Южным летом 1933–1934 годов Кристенсен сам принимал участие во многих антарктических научных плаваниях, которые он финансировал. В новый 1934 год он телеграфировал домой свое согласие с тем, чтобы весь китобойный флот, включая «Юнилевер», оставался на приколе в сезон 1934–1935 годов. Он беспокоился о популяции китов. Кроме того, на рынке все еще находилось много непроданного жира. Когда Яре официально заявил, что он в любом случае отправит свои китобазы, Кристенсен передумал. Он отправился в Англию и встретился с руководством «Юнилевер» 25 марта 1934 года. В обстановке секретности он предложил сотрудничество. Вскоре заключили контракт, и компании Кристенсена два последующих сезона должны были добывать китов для «Юнилевер», которая, в свою очередь, должна была покупать китовый жир по установленной контрактом цене.
В то же время Кристенсен отказался участвовать в новом соглашении о добровольном ограничении производства. Поэтому он отошел от сотрудничества с конкурентами, как в вопросах ограничения производства, так и в переговорах о продажах. Контракт с ненавидимым всеми «Юнилевером» — «жировым трестом» — сочли предательством.
Правительство Мовинкеля отреагировало, посовещавшись с Ассоциацией китобойных компаний, путем быстрого принятия нового закона о китобойном промысле, который ограничивал промысел в Антарктике сокращением промыслового сезона до периода с 1 декабря до 31 марта. Это правило особенно сильно ударило по Кристенсену. Он оставался со старой и неэффективной материальной базой и поэтому нуждался в большем количестве времени для получения хороших результатов промысла. В то же время правительство установило запрет на продажу плавучих жироварен/китобаз и китобойных судов за границу. Теперь ни Кристенсен, ни другие не могли избежать соблюдения норвежских правил, продав свой флот или сменив флаг.
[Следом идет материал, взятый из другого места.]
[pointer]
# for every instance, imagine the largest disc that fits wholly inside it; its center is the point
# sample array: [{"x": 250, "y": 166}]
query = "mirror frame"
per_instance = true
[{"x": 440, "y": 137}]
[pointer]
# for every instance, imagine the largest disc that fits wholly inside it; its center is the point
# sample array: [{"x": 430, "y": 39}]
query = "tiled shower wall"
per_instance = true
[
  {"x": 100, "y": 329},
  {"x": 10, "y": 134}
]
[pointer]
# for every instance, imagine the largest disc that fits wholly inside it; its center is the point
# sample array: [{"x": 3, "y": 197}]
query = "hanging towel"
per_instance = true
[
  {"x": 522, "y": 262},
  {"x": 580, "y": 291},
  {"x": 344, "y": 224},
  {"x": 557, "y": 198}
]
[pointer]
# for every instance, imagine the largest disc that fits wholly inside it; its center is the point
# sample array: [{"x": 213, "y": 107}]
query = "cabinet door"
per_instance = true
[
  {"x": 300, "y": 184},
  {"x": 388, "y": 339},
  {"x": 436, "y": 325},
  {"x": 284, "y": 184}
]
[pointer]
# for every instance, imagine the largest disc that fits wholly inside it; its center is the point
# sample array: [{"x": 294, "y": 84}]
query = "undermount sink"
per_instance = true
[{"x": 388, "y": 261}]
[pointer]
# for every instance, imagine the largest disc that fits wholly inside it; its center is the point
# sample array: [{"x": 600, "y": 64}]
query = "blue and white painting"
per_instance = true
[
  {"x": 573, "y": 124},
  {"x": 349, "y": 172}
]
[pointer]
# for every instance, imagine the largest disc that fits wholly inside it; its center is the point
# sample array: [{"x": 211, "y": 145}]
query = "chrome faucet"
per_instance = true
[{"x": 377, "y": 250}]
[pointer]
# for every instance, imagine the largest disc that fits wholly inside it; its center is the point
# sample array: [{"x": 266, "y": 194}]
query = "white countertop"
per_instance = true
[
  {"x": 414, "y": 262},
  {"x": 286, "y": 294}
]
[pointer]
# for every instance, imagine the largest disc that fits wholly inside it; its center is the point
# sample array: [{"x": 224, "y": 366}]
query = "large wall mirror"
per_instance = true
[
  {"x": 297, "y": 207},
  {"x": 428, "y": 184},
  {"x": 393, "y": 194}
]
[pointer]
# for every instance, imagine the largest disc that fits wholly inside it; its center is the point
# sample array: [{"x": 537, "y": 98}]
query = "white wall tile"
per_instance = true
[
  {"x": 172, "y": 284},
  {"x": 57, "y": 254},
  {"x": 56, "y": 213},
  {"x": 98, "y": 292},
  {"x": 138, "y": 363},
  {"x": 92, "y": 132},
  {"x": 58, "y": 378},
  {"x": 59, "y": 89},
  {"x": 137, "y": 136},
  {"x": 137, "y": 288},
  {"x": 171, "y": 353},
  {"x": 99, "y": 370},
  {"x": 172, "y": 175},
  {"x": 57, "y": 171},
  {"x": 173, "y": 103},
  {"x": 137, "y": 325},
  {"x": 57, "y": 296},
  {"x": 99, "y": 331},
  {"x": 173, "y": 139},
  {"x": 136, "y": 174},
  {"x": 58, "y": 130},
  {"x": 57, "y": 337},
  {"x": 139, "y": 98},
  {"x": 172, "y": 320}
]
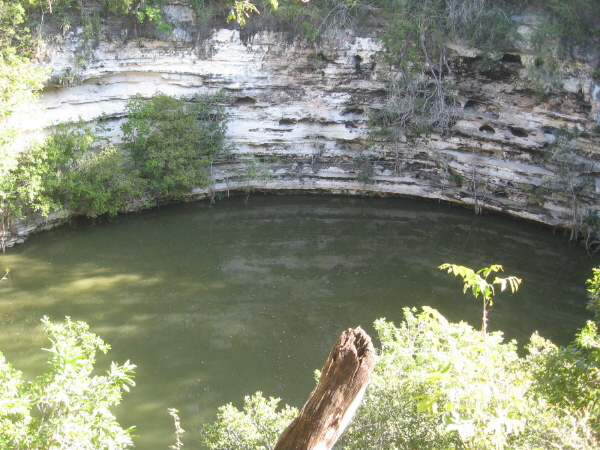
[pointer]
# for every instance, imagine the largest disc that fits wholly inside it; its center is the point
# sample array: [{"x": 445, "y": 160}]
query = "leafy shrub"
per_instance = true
[
  {"x": 67, "y": 407},
  {"x": 173, "y": 141},
  {"x": 257, "y": 426},
  {"x": 445, "y": 385}
]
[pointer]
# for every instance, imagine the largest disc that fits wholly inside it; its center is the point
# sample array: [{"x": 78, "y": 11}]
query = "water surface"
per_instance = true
[{"x": 213, "y": 303}]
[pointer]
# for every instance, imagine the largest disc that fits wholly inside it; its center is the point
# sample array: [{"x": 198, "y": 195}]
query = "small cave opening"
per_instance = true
[
  {"x": 511, "y": 58},
  {"x": 245, "y": 101},
  {"x": 487, "y": 129},
  {"x": 471, "y": 104},
  {"x": 353, "y": 110},
  {"x": 518, "y": 132},
  {"x": 357, "y": 62}
]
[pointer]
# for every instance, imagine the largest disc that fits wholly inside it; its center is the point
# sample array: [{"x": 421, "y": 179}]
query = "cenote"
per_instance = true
[{"x": 214, "y": 303}]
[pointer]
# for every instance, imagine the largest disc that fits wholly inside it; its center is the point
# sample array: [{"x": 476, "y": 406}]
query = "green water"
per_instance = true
[{"x": 216, "y": 303}]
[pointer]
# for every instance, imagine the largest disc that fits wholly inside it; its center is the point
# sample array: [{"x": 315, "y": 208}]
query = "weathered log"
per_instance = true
[{"x": 337, "y": 396}]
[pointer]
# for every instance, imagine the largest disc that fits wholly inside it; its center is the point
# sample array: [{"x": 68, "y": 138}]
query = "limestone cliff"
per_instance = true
[{"x": 302, "y": 108}]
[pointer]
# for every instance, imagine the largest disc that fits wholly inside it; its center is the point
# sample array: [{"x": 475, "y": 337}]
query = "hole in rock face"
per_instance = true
[
  {"x": 357, "y": 61},
  {"x": 245, "y": 101},
  {"x": 511, "y": 58},
  {"x": 353, "y": 110},
  {"x": 518, "y": 132}
]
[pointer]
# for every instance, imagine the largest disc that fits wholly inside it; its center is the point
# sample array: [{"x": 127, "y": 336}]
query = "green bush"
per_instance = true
[
  {"x": 173, "y": 141},
  {"x": 257, "y": 426},
  {"x": 66, "y": 407},
  {"x": 446, "y": 385}
]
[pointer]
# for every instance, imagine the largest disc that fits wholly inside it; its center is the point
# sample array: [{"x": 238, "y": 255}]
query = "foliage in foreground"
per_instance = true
[
  {"x": 66, "y": 407},
  {"x": 257, "y": 426},
  {"x": 446, "y": 385}
]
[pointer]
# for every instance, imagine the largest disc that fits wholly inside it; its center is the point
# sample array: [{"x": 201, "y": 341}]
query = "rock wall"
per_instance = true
[{"x": 302, "y": 109}]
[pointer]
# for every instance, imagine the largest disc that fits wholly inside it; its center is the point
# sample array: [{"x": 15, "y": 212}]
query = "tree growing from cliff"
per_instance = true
[
  {"x": 480, "y": 287},
  {"x": 173, "y": 141}
]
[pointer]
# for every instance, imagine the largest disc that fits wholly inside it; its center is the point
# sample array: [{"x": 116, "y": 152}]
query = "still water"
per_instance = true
[{"x": 213, "y": 303}]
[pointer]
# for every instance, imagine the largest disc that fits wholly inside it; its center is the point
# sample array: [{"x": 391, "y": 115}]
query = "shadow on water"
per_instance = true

В июне 1934 года, пока новый закон о китобойном промысле ждал обсуждения в Стортинге, Андерс Яре и его коллега судовладелец Магнус Конов два раза съездили в Берлин для продажи китового жира27
. Они выступали от имени общей конторы продаж, в которой участвовали многие компания. Другой стороной переговоров стали немецкие власти. В конце июля в германскую столицу прибыл Юхан Расмуссен и остановился в отеле «Савой»28. На заключительном этапе переговоров о продаже жира он встретился с начальником департамента Морицом из министерства сельского хозяйства и пищевой промышленности и начальником департамента Хельмутом Волтатом из министерства промышленности. Контракт на продажу 150 тысяч тонн китового жира немецкому монополисту был готов в августе.Продажа напрямую в Германию означала, что монополии «Юнилевер» в сфере закупок пришел конец. В то же время норвежские китобойные круги получили нового могущественного партнера, который мог играть серьезную роль и среди покупателей, и среди производителей. Уже весной 1935 года Хельмут Волтат угрожал представителю норвежских властей — если Германия не получит желаемого, то в скором времени она создаст свой китобойный флот.
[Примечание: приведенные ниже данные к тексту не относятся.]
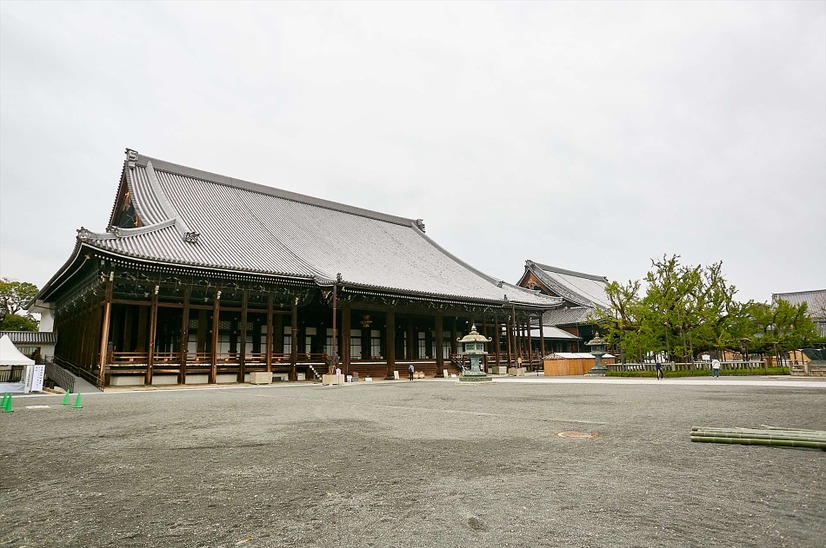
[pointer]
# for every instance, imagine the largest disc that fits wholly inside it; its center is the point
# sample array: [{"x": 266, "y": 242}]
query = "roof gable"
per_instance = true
[
  {"x": 577, "y": 288},
  {"x": 196, "y": 218}
]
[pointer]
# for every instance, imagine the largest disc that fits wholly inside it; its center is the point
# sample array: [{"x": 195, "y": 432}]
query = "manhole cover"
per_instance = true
[{"x": 578, "y": 435}]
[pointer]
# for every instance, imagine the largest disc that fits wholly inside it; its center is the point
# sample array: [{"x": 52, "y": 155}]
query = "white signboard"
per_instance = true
[
  {"x": 37, "y": 377},
  {"x": 33, "y": 381}
]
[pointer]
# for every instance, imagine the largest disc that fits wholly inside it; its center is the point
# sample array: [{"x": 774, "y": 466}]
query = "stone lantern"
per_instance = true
[
  {"x": 474, "y": 348},
  {"x": 598, "y": 346}
]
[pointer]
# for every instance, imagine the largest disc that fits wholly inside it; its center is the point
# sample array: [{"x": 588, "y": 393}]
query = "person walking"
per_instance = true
[{"x": 715, "y": 368}]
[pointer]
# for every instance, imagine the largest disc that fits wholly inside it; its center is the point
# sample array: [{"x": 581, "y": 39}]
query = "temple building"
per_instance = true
[
  {"x": 202, "y": 278},
  {"x": 568, "y": 327}
]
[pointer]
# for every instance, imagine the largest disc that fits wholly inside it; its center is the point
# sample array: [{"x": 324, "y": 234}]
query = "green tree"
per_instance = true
[
  {"x": 15, "y": 322},
  {"x": 685, "y": 309},
  {"x": 15, "y": 296}
]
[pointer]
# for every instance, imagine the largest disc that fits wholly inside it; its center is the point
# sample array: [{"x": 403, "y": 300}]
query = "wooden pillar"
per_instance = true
[
  {"x": 294, "y": 340},
  {"x": 153, "y": 330},
  {"x": 243, "y": 359},
  {"x": 184, "y": 337},
  {"x": 541, "y": 338},
  {"x": 529, "y": 339},
  {"x": 278, "y": 334},
  {"x": 346, "y": 322},
  {"x": 142, "y": 324},
  {"x": 390, "y": 327},
  {"x": 213, "y": 360},
  {"x": 440, "y": 344},
  {"x": 497, "y": 343},
  {"x": 412, "y": 341},
  {"x": 508, "y": 329},
  {"x": 104, "y": 331},
  {"x": 269, "y": 333},
  {"x": 454, "y": 342},
  {"x": 202, "y": 331}
]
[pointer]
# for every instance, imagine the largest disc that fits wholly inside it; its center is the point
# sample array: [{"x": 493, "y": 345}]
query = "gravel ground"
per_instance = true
[{"x": 427, "y": 463}]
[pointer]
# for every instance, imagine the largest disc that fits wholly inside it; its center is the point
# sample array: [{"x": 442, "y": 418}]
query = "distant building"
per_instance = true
[
  {"x": 203, "y": 278},
  {"x": 568, "y": 327},
  {"x": 816, "y": 301}
]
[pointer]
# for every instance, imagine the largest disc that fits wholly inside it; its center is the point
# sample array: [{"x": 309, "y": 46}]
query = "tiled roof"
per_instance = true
[
  {"x": 551, "y": 332},
  {"x": 30, "y": 337},
  {"x": 567, "y": 316},
  {"x": 575, "y": 287},
  {"x": 252, "y": 228}
]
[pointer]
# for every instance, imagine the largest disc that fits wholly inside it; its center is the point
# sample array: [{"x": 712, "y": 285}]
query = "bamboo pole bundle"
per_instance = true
[{"x": 790, "y": 437}]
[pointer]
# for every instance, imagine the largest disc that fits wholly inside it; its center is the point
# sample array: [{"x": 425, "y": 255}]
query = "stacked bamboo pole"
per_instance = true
[{"x": 790, "y": 437}]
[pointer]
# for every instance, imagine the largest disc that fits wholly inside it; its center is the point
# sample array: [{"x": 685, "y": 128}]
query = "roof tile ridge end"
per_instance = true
[
  {"x": 168, "y": 209},
  {"x": 558, "y": 270}
]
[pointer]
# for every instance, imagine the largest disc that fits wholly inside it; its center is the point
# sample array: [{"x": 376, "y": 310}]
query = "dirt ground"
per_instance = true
[{"x": 427, "y": 463}]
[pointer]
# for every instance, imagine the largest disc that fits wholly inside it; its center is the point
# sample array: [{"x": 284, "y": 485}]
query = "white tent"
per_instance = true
[{"x": 10, "y": 355}]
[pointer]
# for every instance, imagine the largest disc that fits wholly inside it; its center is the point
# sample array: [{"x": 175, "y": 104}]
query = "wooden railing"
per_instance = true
[
  {"x": 669, "y": 366},
  {"x": 11, "y": 373}
]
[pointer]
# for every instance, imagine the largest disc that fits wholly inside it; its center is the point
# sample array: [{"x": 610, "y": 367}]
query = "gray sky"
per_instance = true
[{"x": 591, "y": 136}]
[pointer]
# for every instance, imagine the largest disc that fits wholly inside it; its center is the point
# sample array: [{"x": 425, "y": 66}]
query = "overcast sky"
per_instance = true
[{"x": 590, "y": 136}]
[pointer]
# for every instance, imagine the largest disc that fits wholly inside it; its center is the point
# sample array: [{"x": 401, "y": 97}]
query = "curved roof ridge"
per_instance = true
[
  {"x": 164, "y": 203},
  {"x": 115, "y": 232},
  {"x": 595, "y": 277},
  {"x": 163, "y": 165},
  {"x": 491, "y": 279}
]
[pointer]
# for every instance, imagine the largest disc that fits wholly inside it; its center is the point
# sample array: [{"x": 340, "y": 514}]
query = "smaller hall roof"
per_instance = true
[{"x": 576, "y": 288}]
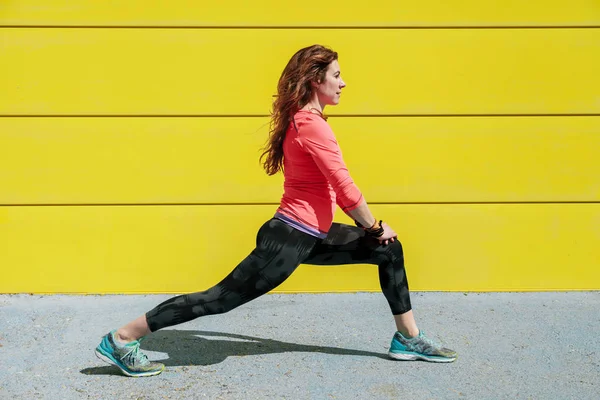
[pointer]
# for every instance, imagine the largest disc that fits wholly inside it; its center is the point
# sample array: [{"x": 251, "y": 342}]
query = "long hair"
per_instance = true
[{"x": 294, "y": 91}]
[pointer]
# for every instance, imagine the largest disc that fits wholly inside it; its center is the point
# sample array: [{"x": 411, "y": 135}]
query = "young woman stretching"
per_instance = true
[{"x": 304, "y": 148}]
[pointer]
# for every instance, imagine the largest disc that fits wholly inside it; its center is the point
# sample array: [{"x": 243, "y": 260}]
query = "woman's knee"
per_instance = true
[{"x": 393, "y": 252}]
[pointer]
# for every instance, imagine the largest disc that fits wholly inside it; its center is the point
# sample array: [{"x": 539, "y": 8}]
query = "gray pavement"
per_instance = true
[{"x": 309, "y": 346}]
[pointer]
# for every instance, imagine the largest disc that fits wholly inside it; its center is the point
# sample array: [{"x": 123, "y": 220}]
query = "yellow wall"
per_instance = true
[{"x": 126, "y": 131}]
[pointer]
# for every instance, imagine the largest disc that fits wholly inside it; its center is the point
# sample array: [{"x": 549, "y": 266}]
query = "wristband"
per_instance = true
[{"x": 375, "y": 231}]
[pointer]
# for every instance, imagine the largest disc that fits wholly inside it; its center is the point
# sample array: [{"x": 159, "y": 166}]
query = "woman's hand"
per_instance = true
[{"x": 389, "y": 236}]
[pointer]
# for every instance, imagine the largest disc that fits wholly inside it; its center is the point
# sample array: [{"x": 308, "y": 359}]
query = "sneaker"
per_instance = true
[
  {"x": 419, "y": 348},
  {"x": 130, "y": 360}
]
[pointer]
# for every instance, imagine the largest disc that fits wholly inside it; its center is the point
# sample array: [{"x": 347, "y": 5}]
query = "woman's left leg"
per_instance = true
[{"x": 346, "y": 244}]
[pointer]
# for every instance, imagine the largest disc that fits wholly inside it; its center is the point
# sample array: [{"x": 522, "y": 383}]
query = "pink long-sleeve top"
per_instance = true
[{"x": 315, "y": 176}]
Когда зоолог Биргер Бергерсен приехал в сталинскую Москву как один из представителей Норвегии в норвежско-советской комиссии по тюленебойному промыслу, принимающая сторона, начальник Управления рыболовства М.А. Казаков[6]
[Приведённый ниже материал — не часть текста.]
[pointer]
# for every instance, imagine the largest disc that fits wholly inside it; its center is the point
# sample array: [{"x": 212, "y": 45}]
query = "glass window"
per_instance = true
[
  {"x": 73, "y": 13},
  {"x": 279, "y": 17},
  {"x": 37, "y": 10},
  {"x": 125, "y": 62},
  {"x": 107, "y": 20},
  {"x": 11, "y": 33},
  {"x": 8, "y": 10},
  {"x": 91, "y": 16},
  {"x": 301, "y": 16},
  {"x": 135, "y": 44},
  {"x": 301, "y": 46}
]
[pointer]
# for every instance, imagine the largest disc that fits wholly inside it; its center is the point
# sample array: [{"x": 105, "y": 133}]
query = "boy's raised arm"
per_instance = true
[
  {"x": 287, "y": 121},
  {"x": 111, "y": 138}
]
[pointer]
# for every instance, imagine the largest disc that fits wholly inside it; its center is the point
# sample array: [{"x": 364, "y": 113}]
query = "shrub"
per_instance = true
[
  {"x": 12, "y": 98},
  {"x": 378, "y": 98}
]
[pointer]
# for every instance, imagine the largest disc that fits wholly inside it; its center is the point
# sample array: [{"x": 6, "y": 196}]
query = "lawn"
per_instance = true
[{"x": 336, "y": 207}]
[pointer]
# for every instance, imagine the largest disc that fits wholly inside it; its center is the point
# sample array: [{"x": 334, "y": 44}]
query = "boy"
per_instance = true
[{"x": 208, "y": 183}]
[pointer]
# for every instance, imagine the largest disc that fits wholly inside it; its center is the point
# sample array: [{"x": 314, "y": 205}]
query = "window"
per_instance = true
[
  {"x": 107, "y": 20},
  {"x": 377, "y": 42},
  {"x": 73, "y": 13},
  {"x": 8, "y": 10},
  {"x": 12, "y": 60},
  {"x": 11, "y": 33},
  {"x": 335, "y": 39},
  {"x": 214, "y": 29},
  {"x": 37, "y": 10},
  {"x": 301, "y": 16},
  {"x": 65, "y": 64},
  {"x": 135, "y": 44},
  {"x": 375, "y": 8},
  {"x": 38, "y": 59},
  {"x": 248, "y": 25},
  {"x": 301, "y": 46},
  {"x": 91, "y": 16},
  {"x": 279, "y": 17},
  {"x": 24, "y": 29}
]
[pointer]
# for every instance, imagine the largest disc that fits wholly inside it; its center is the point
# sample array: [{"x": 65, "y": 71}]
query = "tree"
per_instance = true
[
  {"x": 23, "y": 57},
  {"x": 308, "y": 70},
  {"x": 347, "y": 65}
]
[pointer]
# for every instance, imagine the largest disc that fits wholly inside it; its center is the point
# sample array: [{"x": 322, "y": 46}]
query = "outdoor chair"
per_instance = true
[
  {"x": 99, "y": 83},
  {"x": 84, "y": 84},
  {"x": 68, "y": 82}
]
, исчез. Секретарша Казакова плакала и говорила, что не знает этого человека. В газете «Правда» через некоторое время появилось сообщение, что начальник Управления рыболовства расстрелян как враг народа, а когда заседание комиссии все-таки состоялось, Бергерсен и один его норвежский коллега выступили каждый с небольшой речью в память о погибшем партнере, в то время как пока еще остающиеся в живых советские делегаты слушали молча.Пять лет спустя после событий в Москве, в 1935 году, Бергерсена избрали руководителем нового комитета по культуре Рабочей партии1
. В марте того же года его партия пришла к власти. Правительство из представителей Рабочей партии быстро нашло применение знаниям профессора Бергерсена о морских млекопитающих и его опыту работы на международной арене.